Basically, passive voice obscures the subject, and fails to assign any responibility or cause for what transpired. Fantastic device for spreading rumor.

“It was thought that …”

This is the result of insufficient teaching. Passive voice is not wrong, or poor grammar, or anything of the sort. Sometimes passive voice is overused or used in the wrong context; when overused, it makes the text heavy. You just have to have a bit of an ear for when it’s appropriate. In most cases, it will work well if you use it where you would naturally have used it in speech.

Here’s an example where passive voice would be appropriate: This painting was given to the Museum by Lord Arbuthnot in 1791. It’s appropriate because you’re starting with the painting, which is what the sentence is about; you’re drawing attention to the painting. The active voice, “Lord Arbuthnot gave this painting to the Museum in 1791”, is also possible, but it would be more appropriate later in the paragraph when you have already introduced the painting; or else if you are mainly talking about Lord Arbuthnot, not the painting. This is style we’re discussing, so these are judgment calls, not matters about which clear rules exist.

“It’s raining”

What is raining?”

Yes. The passive voice is used by people who want to obscure who actually performed an action.

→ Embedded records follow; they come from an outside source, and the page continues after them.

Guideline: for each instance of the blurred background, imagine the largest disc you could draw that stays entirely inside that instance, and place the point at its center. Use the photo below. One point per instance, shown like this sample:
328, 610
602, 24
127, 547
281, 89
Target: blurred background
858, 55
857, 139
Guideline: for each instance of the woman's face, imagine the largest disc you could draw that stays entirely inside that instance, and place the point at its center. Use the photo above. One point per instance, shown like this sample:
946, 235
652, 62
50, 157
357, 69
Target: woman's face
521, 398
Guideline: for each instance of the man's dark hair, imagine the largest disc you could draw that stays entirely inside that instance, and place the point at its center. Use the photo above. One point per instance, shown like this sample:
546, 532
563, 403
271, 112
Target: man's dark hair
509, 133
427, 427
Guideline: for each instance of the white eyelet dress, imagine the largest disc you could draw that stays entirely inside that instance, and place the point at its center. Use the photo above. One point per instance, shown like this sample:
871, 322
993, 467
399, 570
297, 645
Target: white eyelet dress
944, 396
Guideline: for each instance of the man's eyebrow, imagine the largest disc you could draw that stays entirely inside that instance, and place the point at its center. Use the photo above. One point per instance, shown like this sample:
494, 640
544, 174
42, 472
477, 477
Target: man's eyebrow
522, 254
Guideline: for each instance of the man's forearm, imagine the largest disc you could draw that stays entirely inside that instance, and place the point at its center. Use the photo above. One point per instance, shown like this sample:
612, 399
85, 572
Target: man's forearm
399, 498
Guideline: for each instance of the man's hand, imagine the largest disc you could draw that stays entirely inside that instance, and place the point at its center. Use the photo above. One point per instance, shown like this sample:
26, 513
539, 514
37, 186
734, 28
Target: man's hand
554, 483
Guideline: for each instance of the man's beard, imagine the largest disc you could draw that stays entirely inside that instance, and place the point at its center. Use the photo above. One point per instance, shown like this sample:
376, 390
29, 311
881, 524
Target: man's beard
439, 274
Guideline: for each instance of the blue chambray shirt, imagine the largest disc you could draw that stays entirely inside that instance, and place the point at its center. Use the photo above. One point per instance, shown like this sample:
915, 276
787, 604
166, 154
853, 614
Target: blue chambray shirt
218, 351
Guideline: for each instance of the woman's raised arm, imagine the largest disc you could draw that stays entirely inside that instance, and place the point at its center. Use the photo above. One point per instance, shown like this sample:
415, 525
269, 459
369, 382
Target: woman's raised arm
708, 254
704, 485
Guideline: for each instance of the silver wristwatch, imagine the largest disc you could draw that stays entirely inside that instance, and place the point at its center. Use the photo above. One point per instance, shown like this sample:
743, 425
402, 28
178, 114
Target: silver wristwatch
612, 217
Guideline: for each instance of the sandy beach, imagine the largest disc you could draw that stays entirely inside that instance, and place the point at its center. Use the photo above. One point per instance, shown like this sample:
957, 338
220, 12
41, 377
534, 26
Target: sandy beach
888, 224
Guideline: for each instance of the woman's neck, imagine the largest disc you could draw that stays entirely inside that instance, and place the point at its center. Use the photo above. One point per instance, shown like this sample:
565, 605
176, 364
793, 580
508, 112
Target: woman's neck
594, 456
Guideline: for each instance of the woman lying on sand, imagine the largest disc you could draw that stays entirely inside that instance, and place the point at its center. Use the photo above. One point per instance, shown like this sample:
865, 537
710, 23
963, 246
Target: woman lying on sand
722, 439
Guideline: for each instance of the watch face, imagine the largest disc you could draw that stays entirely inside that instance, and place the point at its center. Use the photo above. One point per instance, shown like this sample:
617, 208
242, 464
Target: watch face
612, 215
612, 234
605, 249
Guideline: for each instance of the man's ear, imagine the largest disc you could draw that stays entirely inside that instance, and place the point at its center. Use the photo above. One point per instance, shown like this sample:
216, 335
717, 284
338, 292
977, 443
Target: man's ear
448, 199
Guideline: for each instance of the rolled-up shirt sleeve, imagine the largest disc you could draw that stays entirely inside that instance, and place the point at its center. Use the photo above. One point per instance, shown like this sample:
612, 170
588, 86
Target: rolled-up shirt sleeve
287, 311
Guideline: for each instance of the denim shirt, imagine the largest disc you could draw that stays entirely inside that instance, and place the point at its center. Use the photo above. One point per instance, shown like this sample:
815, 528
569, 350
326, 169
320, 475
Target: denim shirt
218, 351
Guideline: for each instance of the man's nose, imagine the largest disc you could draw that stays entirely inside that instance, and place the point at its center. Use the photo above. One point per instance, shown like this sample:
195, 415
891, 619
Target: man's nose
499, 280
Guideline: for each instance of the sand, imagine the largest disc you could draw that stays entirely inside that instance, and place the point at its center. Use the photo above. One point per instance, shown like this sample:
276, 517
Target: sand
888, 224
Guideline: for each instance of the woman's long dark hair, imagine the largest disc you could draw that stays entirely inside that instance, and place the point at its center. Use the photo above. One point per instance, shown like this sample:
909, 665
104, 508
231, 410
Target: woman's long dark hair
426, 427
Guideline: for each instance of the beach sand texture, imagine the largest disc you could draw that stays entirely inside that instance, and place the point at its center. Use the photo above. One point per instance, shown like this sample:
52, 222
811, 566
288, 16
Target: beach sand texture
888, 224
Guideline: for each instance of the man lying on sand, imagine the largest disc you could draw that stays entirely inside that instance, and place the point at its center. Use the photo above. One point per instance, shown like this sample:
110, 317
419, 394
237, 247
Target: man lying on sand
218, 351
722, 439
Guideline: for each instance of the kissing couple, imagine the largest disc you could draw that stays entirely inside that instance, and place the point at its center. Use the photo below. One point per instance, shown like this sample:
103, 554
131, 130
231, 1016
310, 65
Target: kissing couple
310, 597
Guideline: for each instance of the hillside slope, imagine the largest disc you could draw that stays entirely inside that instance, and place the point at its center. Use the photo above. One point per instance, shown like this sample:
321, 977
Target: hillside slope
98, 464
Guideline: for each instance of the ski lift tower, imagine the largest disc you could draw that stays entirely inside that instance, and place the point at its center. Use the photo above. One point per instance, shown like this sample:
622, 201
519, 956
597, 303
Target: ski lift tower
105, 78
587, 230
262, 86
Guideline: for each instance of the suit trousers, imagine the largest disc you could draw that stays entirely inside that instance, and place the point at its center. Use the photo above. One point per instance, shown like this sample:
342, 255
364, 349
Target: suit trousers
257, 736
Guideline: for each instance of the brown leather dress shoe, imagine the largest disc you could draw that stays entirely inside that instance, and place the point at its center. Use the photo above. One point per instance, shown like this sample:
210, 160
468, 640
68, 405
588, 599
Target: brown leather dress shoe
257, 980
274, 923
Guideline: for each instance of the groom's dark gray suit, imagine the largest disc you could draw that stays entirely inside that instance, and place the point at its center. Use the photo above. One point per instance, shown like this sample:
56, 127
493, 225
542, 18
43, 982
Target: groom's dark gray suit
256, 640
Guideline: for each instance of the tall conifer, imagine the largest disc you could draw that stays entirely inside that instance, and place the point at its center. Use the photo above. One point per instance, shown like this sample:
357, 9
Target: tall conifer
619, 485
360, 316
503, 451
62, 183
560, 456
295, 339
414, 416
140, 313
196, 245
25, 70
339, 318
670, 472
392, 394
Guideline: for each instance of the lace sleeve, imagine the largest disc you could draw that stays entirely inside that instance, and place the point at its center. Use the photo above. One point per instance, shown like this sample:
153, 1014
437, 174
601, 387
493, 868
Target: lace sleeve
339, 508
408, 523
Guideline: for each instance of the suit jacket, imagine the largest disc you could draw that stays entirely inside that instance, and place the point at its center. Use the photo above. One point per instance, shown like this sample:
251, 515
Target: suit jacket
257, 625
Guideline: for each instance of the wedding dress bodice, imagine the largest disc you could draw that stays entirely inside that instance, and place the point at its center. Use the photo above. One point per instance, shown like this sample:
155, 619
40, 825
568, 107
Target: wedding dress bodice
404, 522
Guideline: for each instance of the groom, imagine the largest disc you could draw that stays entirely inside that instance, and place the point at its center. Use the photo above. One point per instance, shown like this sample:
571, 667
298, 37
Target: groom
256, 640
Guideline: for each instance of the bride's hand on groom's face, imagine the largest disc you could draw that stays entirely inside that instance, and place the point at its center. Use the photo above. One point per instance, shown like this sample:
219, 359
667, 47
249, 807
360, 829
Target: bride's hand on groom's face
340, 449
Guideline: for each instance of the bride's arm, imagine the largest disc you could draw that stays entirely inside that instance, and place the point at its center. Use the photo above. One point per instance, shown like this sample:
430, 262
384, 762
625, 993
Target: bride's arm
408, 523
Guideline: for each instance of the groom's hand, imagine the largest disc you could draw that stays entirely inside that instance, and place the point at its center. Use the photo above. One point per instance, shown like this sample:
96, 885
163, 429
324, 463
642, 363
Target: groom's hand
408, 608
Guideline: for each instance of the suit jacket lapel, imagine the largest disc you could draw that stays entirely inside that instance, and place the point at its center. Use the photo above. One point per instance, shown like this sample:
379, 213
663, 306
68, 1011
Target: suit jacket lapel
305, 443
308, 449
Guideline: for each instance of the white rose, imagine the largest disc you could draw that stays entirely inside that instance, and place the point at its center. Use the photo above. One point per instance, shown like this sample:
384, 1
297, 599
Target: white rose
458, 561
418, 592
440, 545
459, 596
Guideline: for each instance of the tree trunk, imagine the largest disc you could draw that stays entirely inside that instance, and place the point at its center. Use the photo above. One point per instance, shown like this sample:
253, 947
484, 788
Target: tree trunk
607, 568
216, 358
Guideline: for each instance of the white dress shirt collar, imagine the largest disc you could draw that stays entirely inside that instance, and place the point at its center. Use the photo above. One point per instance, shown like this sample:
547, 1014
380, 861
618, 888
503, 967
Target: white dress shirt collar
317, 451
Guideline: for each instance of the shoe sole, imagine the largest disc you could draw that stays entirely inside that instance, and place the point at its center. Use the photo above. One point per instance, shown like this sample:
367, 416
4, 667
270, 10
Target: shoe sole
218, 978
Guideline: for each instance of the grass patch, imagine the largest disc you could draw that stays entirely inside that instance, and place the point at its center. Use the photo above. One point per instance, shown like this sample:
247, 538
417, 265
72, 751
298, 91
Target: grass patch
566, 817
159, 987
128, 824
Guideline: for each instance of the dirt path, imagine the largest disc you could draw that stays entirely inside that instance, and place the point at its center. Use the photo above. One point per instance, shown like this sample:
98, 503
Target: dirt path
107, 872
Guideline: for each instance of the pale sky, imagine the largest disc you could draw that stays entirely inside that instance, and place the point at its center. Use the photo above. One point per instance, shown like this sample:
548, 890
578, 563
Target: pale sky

Often they want to evade responsibility for something.

There are times when the passive voice is perfectly appropriate, such as on reports where the authors of actions are already known. Repeatedly identifying the actors would just obscure the actions themselves, when the actions are the actual subjects of the report.

"Report, by Joe and Eileen.

…Step 5. The three chemicals were mixed in the red beaker.
Step 6. 150 mL of water was poured into the red beaker.
Step 7. The mixture was heated to 75C…"

The weather is raining.

Passive voice was frowned at in journalism classes.

Uh, I mean journalism teachers objected to students’ use of passive voice in many cases.

One of my profs (maybe more than one) referred to something called, approximately, the “unnamed agent.” Wish I could remember the true name; “agent” was part of it but I don’t think “unnamed” is the right term, although it’s the right thought. It was something that sounded a little more mysterious. Use too many passive sentences with an unnamed agent in writing a news story and you end up with a news story where nobody admitted to anything, and that’s not news–it’s opinion.

But it was okay if the perpetrator was unknown, i.e., “The liquor store at 1st and Main was robbed last night and the proprietor bludgeoned by the assailant” is acceptable, possibly even more acceptable than “An unknown assailant robbed the liquor store at 1st and Main last night…” because the “who” part of “who what when where how” is unknown.

The passive voice gives the object of the sentence the more prominant place. In the aforemore mentioned case with the painting, no one really cares about who gave it, other than in passing, where as the painting is front and center. And in my field (chemistry) the active voice is frowned upon.

There are times when the passive voice is perferable, and times when it is unavoidabe. But in general, the active voice generates a “stronger” text. And when most of us write, we are looking to write strong forceful and convincing texts. The passive and active voices are both tools writers can use. The key is, like all tools, to know when and why you are using them.

150 mL of water WERE poured, dangit.

“of water” is a modifier, the main noun, incredible as it sounds, is the mililiters. Sheesh…

(sorry, pet peeve. I’m a chemist)

What if it was 0.15 L of water? Is that plural or singular?

Singular, the noun is liter.

The passive voice is useful in science, where the results matter more than the person performing the experiment. In politics it sounds like an evasion. “Mistakes were made.” By whom?